Court Opinion

ID: 9443229
Source: CourtListenerOpinion
Date Created: 2023-08-03 19:15:04.246824+00
Date Added: 2024-06-11T17:29:25.019828
License: Public Domain

RIVES, Circuit Judge
(dissenting).
It seems to me that both in Alexander v. Commissioner, 5 Cir., 194 F.2d 921, and in the present case, this court has adopted the test for validity vel non of a family partnership recommended by Mr. Justice Frankfurter in his concurring opinion rather than that prescribed by the Court in Commissioner v. Culbertson, 337 U.S. 733, see pages 742, 751, 753, 69 S.Ct. 1210, at pages 1214, 1218, 1219. I concurred specially in the opinion in the Alexander case and would repeat here what I said there. In footnote 6, 337 U.S. on page 739, 69 S.Ct. on page 1213 of its opinion in the Culbertson case the Supreme Court noted that a man hardly becomes a partner in the conventional sense merely because he might have done so had he not been called into the service. That observation has direct application to a determination of whether William validly became a partner on the eve of his departure for Army service. Inez was subject to a call even more compelling, that of giving birth to and nurturing an infant daughter. Though we may consider the reminder unnecessary, as we said in Culbertson v. Commissioner, 5 Cir., 194 F.2d 581, we should nevertheless remember that the Supreme Court did say in the Culbertson case: “The vagaries of human experience preclude reliance upon even good faith intent as to future conduct as a basis for the present taxation of income.” 337 U.S. 740, 69 S.Ct. 1213. During the two year period William worked at the store for only about two weeks, while Inez was preoccupied with the baby and as her father testified:
“A. She worked some; sometimes we got in a tight, she’d come in there and help us, maybe, but her hands were full with other things.

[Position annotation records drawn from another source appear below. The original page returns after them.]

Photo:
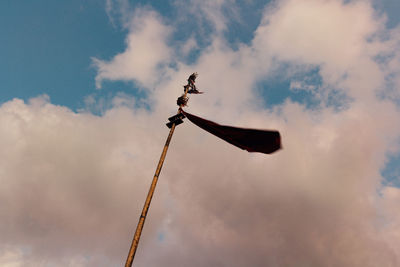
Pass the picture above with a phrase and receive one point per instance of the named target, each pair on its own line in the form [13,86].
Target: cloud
[146,51]
[73,183]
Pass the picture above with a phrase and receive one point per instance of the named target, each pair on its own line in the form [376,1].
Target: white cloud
[146,51]
[73,183]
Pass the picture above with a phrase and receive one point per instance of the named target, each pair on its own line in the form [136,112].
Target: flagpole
[139,228]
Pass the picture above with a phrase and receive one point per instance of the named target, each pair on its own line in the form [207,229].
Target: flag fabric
[252,140]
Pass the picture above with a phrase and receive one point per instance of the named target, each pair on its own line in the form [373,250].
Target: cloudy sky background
[88,85]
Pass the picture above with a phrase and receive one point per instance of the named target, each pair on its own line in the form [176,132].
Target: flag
[252,140]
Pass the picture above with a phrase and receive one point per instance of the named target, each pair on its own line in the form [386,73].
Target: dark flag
[252,140]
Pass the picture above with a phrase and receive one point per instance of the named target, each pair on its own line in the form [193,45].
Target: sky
[87,86]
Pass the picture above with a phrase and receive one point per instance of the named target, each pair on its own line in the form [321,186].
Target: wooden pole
[139,228]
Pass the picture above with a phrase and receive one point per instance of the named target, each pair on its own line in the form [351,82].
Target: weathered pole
[139,228]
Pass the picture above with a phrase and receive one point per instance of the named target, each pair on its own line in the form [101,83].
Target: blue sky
[73,163]
[47,48]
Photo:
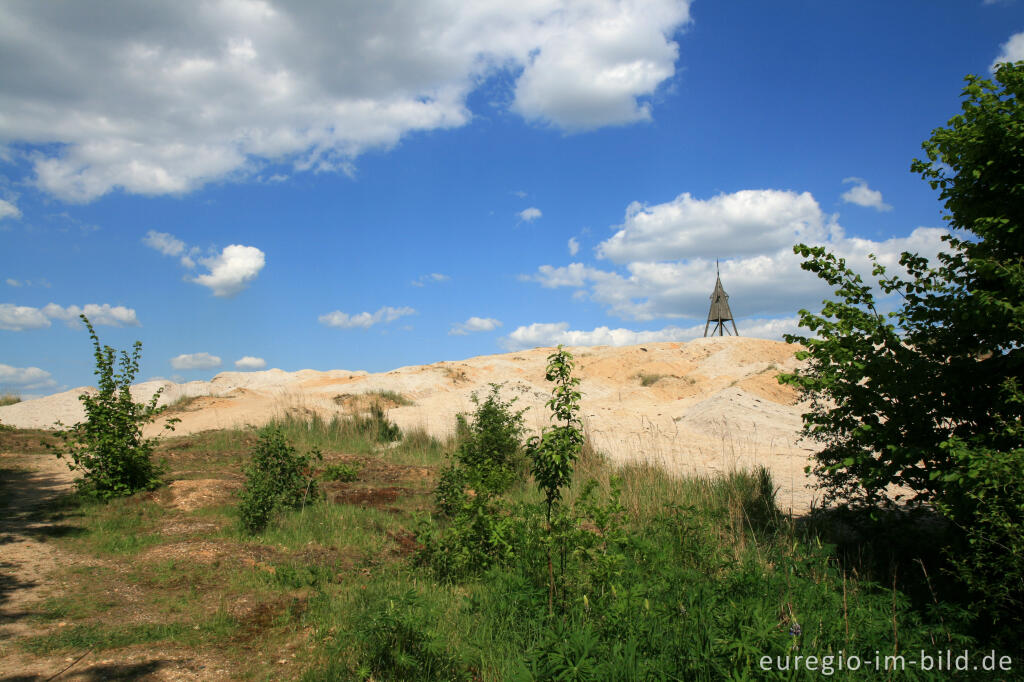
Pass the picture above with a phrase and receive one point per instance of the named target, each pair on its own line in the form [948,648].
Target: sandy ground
[716,408]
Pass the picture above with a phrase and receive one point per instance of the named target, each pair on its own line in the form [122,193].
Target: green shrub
[491,445]
[487,461]
[278,477]
[108,448]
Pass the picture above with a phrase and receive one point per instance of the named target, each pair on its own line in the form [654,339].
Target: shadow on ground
[34,506]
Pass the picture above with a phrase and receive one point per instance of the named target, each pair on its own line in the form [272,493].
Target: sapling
[108,448]
[554,453]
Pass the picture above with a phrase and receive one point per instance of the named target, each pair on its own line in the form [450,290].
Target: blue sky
[244,184]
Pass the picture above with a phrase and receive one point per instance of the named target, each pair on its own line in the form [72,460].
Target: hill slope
[710,405]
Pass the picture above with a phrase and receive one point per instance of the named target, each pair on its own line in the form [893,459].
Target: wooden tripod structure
[720,312]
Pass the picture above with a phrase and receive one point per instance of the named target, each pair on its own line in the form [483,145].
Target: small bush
[649,379]
[108,448]
[276,477]
[342,472]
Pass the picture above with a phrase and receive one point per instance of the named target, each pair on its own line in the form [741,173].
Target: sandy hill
[710,405]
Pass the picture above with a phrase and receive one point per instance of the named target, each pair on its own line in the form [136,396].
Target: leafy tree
[554,453]
[108,448]
[928,397]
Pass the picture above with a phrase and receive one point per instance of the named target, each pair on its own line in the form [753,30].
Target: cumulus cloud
[552,334]
[1012,50]
[608,56]
[167,99]
[196,361]
[670,257]
[8,210]
[113,315]
[429,279]
[26,378]
[475,325]
[729,224]
[861,195]
[20,317]
[364,320]
[164,243]
[530,214]
[231,270]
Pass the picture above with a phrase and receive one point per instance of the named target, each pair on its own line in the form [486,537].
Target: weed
[649,379]
[397,643]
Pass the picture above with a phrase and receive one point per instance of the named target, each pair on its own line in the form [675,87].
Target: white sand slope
[716,407]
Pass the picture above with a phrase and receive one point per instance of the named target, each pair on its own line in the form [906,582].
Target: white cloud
[530,214]
[1012,50]
[552,334]
[196,361]
[231,270]
[729,224]
[606,56]
[364,320]
[167,99]
[428,279]
[250,363]
[474,325]
[762,282]
[19,317]
[861,195]
[8,210]
[27,378]
[113,315]
[164,243]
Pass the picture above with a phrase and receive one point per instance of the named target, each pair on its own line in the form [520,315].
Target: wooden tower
[720,312]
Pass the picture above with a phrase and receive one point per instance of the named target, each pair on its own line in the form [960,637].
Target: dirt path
[29,486]
[31,565]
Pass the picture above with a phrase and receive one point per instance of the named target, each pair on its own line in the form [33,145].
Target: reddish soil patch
[370,497]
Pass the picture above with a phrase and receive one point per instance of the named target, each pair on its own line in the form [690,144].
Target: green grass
[392,396]
[682,578]
[121,527]
[99,637]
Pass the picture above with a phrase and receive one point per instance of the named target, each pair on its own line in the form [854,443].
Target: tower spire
[720,312]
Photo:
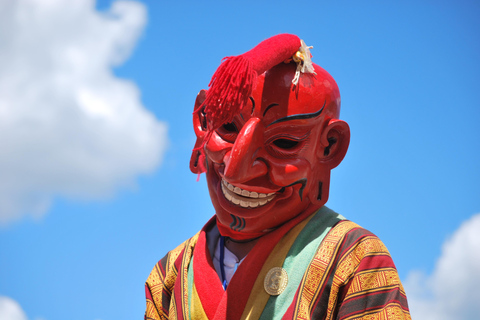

“Q. So that she was busy with the family, rather than working in the business during those two years?
“A. Yes, sir.”
In the two fiscal years here involved, I think that the income was earned by the capital, services and skill of the father alone. Drawing income from the partnership is but a small part of the present conduct of the enterprise, and if that feature alone can convert a future intention into a present reality, then the Supreme Court’s admonition in Culbertson, supra, will have little practical effect. My brothers are doubtless right in saying, “The father wanted William and his wife and Inez and her husband to know that they would have something to come back to after the war was over.” That is the time clearly, it seems to me, when it was intended that William and Inez would join “in the present conduct of the enterprise.” I would affirm the decision of the Tax Court and therefore respectfully dissent.